In coming decades, we will undoubtedly see programs that can explain their decisions. Edwards showed me an example of how ChessBase, which uses its own version of neural networks, can analyze a position in a way a flesh-and-blood grandmaster could — a still-rare example of machine intelligence that can articulate the reasons behind its decisions.

But neural networks will not be a perfect substitute for human teaching and coaching, which depend on understanding the psychology of individual players. Just as medical diagnostic software might be more accurate than physicians’ unassisted judgment, an empathetic doctor may still have the edge in determining the treatment that best fits the personality as well as the pathologies of a particular patient.

By no coincidence, the human competitive chess scene has not collapsed. On the amateur side, technology is producing mixed results. Edwards points out that speed chess, augmented by computers, is booming online. But the outlook for correspondence chess is more problematic. Already 99 percent of correspondence games played under 21st-century rules end in draws as the computers virtually eliminate head-slapping errors — and, more subtly, induce stalemates as competitors iterate toward common strategies.

Edwards became a champion, he observes, because the last 40 games in the tournament he won ended in draws. Will aspiring Generation Z tournament players have the requisite patience?

The most serious long-term challenge to correspondence chess and to advanced analysis of chess may be the stagnation of discovery. Much of the history of the game has been marked by the detection of clever ideas called TNs — theoretical novelties. Edwards reports that grandmasters used to come upon a new TN roughly weekly. Today, even with teams of expert researchers in support, such insights appear far less often — and when they do, they are the product of neural net analysis.

Note, too, that the repertory of truly competitive openings has been reduced. Alpha Zero, Edwards recalls, found the French opening to be “suboptimal” in two hours — a discovery it had taken him 15 years to make on his own.

* * *

The most important lesson of computer chess may be the contrast between its uncanny consistency and the results of chatbots like the notorious ChatGPT. Modern chess engines are incapable of what appears often in generative software like ChatGPT: an eruption of nonsense amid otherwise impressive text.

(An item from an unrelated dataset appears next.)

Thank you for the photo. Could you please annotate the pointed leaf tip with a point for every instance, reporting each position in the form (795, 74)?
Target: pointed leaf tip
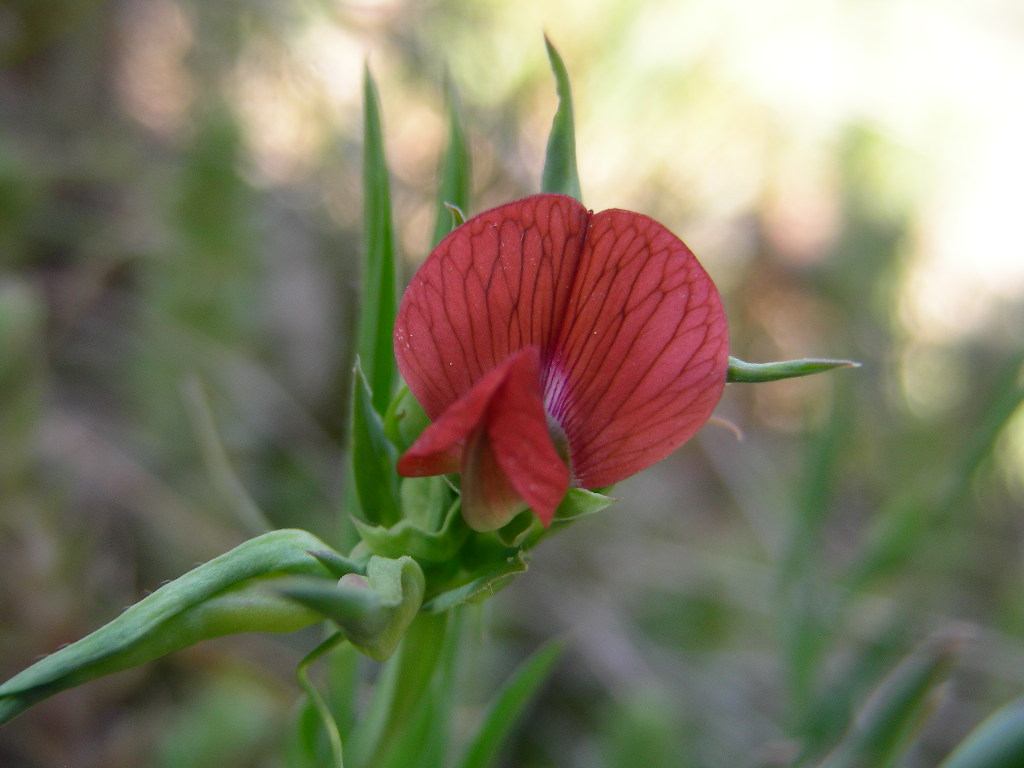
(559, 164)
(756, 373)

To be safe, the chatbot user needs to know enough to verify the answer, just as an airline pilot must be able to operate controls when autopilot fails.

In this light, the fallibility of even the greatest human grandmasters is not a bug but a feature. Over-the-board chess is still a physical as well as a mental contest that can last five hours or longer. And chess engines allow spectators of televised matches to evaluate the giants’ moves in real time. Much of chess may have been mapped, and the frontier may be closing — but the rodeos can be as thrilling as ever.

Finally, we may not have heard the last of human versus computer. People are beginning to train software to detect the flaws of seemingly unbeatable programs. Aided by automated analysis, an amateur was able to defeat one of the leading Go programs in 14 of 15 games in early 2023, playing without live electronic help. When the victor created distractions elsewhere on the board, the Financial Times reported, “the bot did not notice its vulnerability.” The ultimate human skill may be our ability to use machines to fool machines.